It was April 10, 1967, and Jim Beaty was a jug-eared, skinny kid from Memphis, Tenn. - a bit of a screw-up, according to his dad. Yet there he was, 20 years old and improbably charged with saving lives as an operating-room technician aboard the USS Sanctuary, a revamped Navy hospital ship that had just sailed into Danang, Vietnam.
Within hours of the ship's arrival, the first casualties were brought in. A Marine tank had struck a land mine, badly burning the men inside. Beaty still remembers the smell of charred flesh, the looks on the Marines' young faces. He also remembers that his fast-acting crew had most of the wounded on the mend and in the mess hall within 72 hours.
Such extraordinary days were routine for the hundreds of men and women who proudly served on the Sanctuary through two wars. Their history is well documented and sharply remembered. The future of the highly decorated ship, however, is less clear.
For the past two decades, the Sanctu ary has been largely neglected, left to rot in Maryland waters. It was forcibly sold at public auction in 2007, and a federal judge ordered the new owner, Potomac Navigation Inc., to tow it away by Dec. 3 of that year.
But more than 14 months later, the 64-year-old, 522-foot ship still rests in Pier 5 at the Locust Point Marine Terminal in Baltimore, taking up valuable commercial space, according to the Maryland Port Administration.
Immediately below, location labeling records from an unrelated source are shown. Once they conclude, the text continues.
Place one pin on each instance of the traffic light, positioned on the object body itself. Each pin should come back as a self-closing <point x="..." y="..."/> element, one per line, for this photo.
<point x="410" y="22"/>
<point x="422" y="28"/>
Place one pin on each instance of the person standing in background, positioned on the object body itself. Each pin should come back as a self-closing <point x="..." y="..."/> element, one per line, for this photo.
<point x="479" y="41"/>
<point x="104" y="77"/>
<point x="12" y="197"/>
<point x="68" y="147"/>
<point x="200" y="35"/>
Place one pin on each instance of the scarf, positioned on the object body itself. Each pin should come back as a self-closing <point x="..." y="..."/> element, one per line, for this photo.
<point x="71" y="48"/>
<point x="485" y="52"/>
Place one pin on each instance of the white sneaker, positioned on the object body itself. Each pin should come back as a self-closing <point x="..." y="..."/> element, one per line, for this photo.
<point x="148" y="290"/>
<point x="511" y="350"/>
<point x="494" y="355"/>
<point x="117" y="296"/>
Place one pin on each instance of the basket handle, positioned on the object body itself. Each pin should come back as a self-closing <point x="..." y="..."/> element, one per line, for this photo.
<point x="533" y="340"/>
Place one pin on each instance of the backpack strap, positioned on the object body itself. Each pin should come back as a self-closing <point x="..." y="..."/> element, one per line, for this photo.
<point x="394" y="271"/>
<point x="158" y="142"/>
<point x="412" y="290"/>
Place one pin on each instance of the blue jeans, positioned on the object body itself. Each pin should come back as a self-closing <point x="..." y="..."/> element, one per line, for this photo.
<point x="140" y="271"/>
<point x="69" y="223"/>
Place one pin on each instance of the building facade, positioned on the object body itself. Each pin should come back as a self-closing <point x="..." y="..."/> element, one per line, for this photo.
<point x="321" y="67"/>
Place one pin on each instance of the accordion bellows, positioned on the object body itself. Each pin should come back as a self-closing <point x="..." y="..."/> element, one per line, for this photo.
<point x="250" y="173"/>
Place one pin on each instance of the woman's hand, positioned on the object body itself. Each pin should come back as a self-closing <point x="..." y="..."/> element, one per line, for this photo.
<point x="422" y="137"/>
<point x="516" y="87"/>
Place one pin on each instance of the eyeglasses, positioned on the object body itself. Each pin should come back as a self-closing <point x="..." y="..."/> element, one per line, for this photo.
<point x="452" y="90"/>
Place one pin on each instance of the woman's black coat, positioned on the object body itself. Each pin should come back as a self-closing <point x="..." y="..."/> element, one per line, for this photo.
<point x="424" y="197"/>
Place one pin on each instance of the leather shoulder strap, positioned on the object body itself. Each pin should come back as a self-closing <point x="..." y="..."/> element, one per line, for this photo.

It's caught in a legal tug of war between Potomac Navigation and the U.S. Environmental Protection Agency. The company says it envisions a new life for the Sanctuary as a floating hotel or storage facility in Greece. But the EPA worries it will actually become a broken down, illegal, toxic scrap supply.
The EPA has received a court order keeping the ship from leaving the state without costly chemical remediation. The company, in turn, has filed lawsuits against multiple parties, claiming the EPA's concerns are unfounded.
And so the Sanctuary sits, waiting for its fate to wend through the courts. The lingering uncertainty is troubling for veterans like Beaty, who has kept tabs on the Sanctuary's reincarnations through the years.
"The Navy, other than my mother and father, probably made the greatest contribution to the development of my character," Beaty said on a quick November trip to Baltimore from his home in Memphis. "That's part of the reason I continue to be interested in the old girl."